The play I saw was set in the Battle of the Somme which took place a hundred years ago. On July 1st 1916, the first day of the battle, there were 57,470 British casualties (including 19,240 dead). By the end of the two-month battle there were 419,654 British and Commonwealth casualties, of whom 95,675 had died.

How do you Make Sense of a Massacre?

How do you make sense of such numbers? All I have are questions: why did they order so many people to march slowly towards German machine guns? Has our country ever experienced such a slaughter? How do you organise funerals for so many people? Did all the families of the bereaved get a letter and, if so, how long after their son was killed? How did the government react?

My biggest question is: how do you write a play about such a massacre? Do you address the big strategic issues? Characterise the generals and politicians? Try to explain what happened? Portray a family or a military unit?

Patrick McGuinness, author of Observe the Sons of Ulster Marching Towards the Somme, didn't address any of my questions. He did what playwrights and authors have been doing for generations: he wrote about a small group of people who were involved. In portraying their hopes and fears and loves, by focusing on a microcosm, he brought the whole thing to life.

It was produced by four theatre companies -- Everyman & Playhouse (Liverpool), Abbey Theatre (Dublin), Citizens Theatre (Glasgow) and Headlong (London) - and will be playing in Ulster, Ireland, and Cambridge until October this year. You can see the schedule and booking details here. It's well worth looking out for.

Haunted by WW1

The play starts with a mad-looking old man who, barefoot and ragged, shouts at God in the style of King Lear: "I do not understand", he bellows to the heavens, "your insistence on my remembrance." This angry monologue with God continues and it becomes clear that this old character, Kenneth Pyper, is the only survivor among his group of friends at the Somme. Although he has survived the massacre he has been haunted by the memory of it ever since.

His 7 dead comrades start to appear on stage, in full WW1 battle-dress, but he can't talk to them. They are ghosts; they move slowly and don't speak. By the end of the scene they briefly point their guns at the audience, as if about to go into battle. This is one of the most disturbing parts of the show, but it's over in a moment.

One-by-one the 7 other characters come in and, as they banter with one another, we get to know them. They each appear in their own civilian clothes and slowly change into military gear. Despite this uniformity they each establish their own characters and get paired up, so the group of 8 becomes four groups of two.

An important scene takes place in Northern Ireland when they are home on leave. Their dedication to the war becomes clear, as well as their prejudice against Catholics and it's strange to think that all the Irishmen who fought in WW1 had volunteered to fight and were Protestant. The Catholic majority were considered too untrustworthy to join the army and the Easter Rising (a Catholic rebellion in Dublin against British colonial rule) which took place in 1916 only reinforced this prejudice.

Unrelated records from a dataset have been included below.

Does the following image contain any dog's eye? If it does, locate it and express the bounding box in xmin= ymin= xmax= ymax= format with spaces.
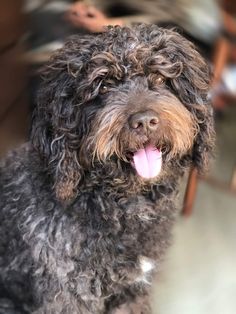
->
xmin=156 ymin=75 xmax=166 ymax=85
xmin=99 ymin=84 xmax=109 ymax=95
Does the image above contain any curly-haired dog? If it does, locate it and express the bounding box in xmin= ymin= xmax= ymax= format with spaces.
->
xmin=0 ymin=24 xmax=214 ymax=314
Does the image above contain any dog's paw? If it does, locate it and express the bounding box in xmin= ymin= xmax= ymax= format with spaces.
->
xmin=110 ymin=301 xmax=151 ymax=314
xmin=109 ymin=303 xmax=132 ymax=314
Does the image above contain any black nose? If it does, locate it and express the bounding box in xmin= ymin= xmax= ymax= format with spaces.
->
xmin=129 ymin=110 xmax=159 ymax=132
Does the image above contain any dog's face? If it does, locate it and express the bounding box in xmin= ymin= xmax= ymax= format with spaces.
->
xmin=32 ymin=25 xmax=214 ymax=200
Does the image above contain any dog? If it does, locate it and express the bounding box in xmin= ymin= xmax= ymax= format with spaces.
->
xmin=0 ymin=24 xmax=214 ymax=314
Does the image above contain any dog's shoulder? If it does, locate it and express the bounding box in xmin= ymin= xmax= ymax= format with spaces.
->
xmin=0 ymin=143 xmax=45 ymax=210
xmin=0 ymin=143 xmax=35 ymax=185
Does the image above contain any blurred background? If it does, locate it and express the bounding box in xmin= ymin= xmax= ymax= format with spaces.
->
xmin=0 ymin=0 xmax=235 ymax=313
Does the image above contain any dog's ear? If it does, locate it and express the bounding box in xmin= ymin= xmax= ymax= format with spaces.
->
xmin=163 ymin=29 xmax=215 ymax=173
xmin=144 ymin=26 xmax=215 ymax=172
xmin=190 ymin=101 xmax=215 ymax=173
xmin=31 ymin=35 xmax=94 ymax=202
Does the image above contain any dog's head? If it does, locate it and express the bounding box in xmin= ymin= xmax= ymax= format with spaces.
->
xmin=32 ymin=24 xmax=214 ymax=201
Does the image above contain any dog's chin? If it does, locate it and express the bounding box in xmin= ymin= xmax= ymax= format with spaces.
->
xmin=126 ymin=144 xmax=162 ymax=180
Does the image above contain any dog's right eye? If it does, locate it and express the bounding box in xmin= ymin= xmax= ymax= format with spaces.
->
xmin=99 ymin=84 xmax=109 ymax=95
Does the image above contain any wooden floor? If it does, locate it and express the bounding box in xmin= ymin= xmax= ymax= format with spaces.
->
xmin=152 ymin=107 xmax=236 ymax=314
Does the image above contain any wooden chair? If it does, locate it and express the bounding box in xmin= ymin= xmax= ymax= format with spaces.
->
xmin=0 ymin=0 xmax=29 ymax=156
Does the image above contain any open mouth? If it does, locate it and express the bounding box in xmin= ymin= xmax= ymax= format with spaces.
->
xmin=126 ymin=144 xmax=162 ymax=179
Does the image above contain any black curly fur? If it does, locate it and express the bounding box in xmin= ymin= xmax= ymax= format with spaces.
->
xmin=0 ymin=24 xmax=214 ymax=314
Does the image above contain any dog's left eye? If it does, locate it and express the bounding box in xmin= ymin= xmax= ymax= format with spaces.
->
xmin=156 ymin=75 xmax=166 ymax=85
xmin=99 ymin=84 xmax=109 ymax=95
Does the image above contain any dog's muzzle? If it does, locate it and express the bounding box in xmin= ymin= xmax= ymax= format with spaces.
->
xmin=128 ymin=110 xmax=162 ymax=179
xmin=128 ymin=110 xmax=159 ymax=133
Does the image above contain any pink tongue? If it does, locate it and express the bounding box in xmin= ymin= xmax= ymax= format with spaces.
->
xmin=133 ymin=144 xmax=162 ymax=179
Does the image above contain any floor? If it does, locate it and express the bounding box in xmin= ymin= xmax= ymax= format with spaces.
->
xmin=152 ymin=107 xmax=236 ymax=314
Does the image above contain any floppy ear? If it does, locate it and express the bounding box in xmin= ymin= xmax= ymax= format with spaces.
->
xmin=191 ymin=100 xmax=215 ymax=173
xmin=166 ymin=30 xmax=215 ymax=173
xmin=31 ymin=35 xmax=95 ymax=201
xmin=142 ymin=25 xmax=215 ymax=172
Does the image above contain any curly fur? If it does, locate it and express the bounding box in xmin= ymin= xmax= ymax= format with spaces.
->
xmin=0 ymin=24 xmax=214 ymax=314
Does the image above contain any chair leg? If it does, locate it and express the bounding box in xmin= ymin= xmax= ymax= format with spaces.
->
xmin=212 ymin=37 xmax=230 ymax=85
xmin=212 ymin=37 xmax=231 ymax=110
xmin=182 ymin=167 xmax=198 ymax=216
xmin=230 ymin=165 xmax=236 ymax=191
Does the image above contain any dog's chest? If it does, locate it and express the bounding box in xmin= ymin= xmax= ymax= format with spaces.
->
xmin=27 ymin=192 xmax=165 ymax=300
xmin=135 ymin=256 xmax=156 ymax=285
xmin=71 ymin=205 xmax=159 ymax=293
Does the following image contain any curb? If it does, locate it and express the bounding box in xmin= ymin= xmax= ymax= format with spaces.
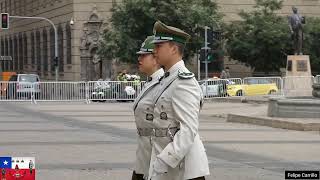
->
xmin=204 ymin=97 xmax=269 ymax=104
xmin=227 ymin=114 xmax=320 ymax=131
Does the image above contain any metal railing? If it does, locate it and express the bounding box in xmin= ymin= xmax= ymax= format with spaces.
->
xmin=87 ymin=81 xmax=142 ymax=102
xmin=36 ymin=82 xmax=86 ymax=102
xmin=0 ymin=76 xmax=318 ymax=103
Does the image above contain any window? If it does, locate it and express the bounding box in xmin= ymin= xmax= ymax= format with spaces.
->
xmin=1 ymin=39 xmax=4 ymax=58
xmin=23 ymin=33 xmax=28 ymax=64
xmin=8 ymin=37 xmax=12 ymax=70
xmin=13 ymin=36 xmax=18 ymax=71
xmin=50 ymin=28 xmax=55 ymax=74
xmin=19 ymin=34 xmax=23 ymax=71
xmin=66 ymin=24 xmax=72 ymax=64
xmin=36 ymin=30 xmax=41 ymax=72
xmin=58 ymin=25 xmax=64 ymax=72
xmin=43 ymin=29 xmax=48 ymax=74
xmin=1 ymin=38 xmax=4 ymax=71
xmin=30 ymin=32 xmax=35 ymax=65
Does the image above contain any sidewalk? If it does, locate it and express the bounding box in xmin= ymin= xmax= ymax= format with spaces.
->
xmin=202 ymin=100 xmax=320 ymax=131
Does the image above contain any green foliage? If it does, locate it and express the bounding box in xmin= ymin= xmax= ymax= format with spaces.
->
xmin=226 ymin=0 xmax=290 ymax=72
xmin=98 ymin=0 xmax=222 ymax=63
xmin=303 ymin=17 xmax=320 ymax=73
xmin=226 ymin=0 xmax=320 ymax=73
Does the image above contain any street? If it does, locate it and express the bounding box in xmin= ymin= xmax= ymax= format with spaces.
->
xmin=0 ymin=102 xmax=319 ymax=180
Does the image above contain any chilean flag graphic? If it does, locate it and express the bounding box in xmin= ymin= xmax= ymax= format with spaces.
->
xmin=0 ymin=157 xmax=35 ymax=180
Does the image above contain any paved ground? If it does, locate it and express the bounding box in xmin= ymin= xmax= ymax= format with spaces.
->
xmin=0 ymin=101 xmax=319 ymax=180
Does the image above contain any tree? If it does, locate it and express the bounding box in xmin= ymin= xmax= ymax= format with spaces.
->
xmin=303 ymin=17 xmax=320 ymax=74
xmin=226 ymin=0 xmax=320 ymax=74
xmin=226 ymin=0 xmax=291 ymax=73
xmin=98 ymin=0 xmax=222 ymax=63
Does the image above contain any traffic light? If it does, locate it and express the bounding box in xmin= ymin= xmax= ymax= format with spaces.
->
xmin=207 ymin=29 xmax=214 ymax=47
xmin=53 ymin=57 xmax=59 ymax=67
xmin=1 ymin=13 xmax=9 ymax=29
xmin=200 ymin=49 xmax=214 ymax=63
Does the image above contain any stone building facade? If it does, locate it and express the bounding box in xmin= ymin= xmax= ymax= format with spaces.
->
xmin=0 ymin=0 xmax=117 ymax=81
xmin=0 ymin=0 xmax=319 ymax=80
xmin=218 ymin=0 xmax=320 ymax=21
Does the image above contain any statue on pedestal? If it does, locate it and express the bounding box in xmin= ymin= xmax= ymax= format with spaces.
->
xmin=288 ymin=6 xmax=305 ymax=55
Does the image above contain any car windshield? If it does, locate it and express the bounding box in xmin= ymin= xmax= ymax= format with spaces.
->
xmin=19 ymin=75 xmax=39 ymax=82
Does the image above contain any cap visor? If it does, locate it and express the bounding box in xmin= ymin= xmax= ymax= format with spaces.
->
xmin=151 ymin=39 xmax=170 ymax=44
xmin=136 ymin=51 xmax=152 ymax=55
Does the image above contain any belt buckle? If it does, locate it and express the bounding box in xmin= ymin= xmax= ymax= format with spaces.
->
xmin=151 ymin=128 xmax=156 ymax=136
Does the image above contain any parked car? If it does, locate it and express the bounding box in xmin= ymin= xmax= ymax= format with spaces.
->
xmin=227 ymin=79 xmax=278 ymax=96
xmin=199 ymin=79 xmax=234 ymax=97
xmin=5 ymin=74 xmax=41 ymax=99
xmin=91 ymin=79 xmax=111 ymax=102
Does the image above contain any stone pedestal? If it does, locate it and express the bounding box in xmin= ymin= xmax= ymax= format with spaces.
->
xmin=268 ymin=97 xmax=320 ymax=118
xmin=284 ymin=55 xmax=313 ymax=97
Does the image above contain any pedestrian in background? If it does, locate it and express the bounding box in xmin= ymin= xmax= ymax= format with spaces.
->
xmin=220 ymin=66 xmax=230 ymax=79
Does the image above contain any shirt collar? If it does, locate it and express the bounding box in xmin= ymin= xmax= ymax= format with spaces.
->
xmin=167 ymin=60 xmax=185 ymax=75
xmin=150 ymin=68 xmax=164 ymax=81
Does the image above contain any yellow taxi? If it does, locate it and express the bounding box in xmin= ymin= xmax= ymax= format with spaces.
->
xmin=227 ymin=78 xmax=279 ymax=96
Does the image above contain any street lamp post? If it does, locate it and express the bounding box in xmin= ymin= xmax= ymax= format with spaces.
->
xmin=9 ymin=15 xmax=59 ymax=81
xmin=204 ymin=26 xmax=210 ymax=80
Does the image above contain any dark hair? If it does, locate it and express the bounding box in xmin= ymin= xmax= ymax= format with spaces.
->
xmin=226 ymin=67 xmax=230 ymax=69
xmin=169 ymin=41 xmax=185 ymax=55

The production itself was slick: the set was minimalist, adaptable and served well as barrack room and trench; the lighting and sound were subtle, vital for the atmosphere but strangely unobtrusive (I hardly noticed them); the WW1 costumes seemed authentic; but the best thing about this play was the casting, acting and directing. It all fitted together perfectly.

I was numb at the end of the performance, but felt I had picked up some of the emotion of what happened 100 years ago.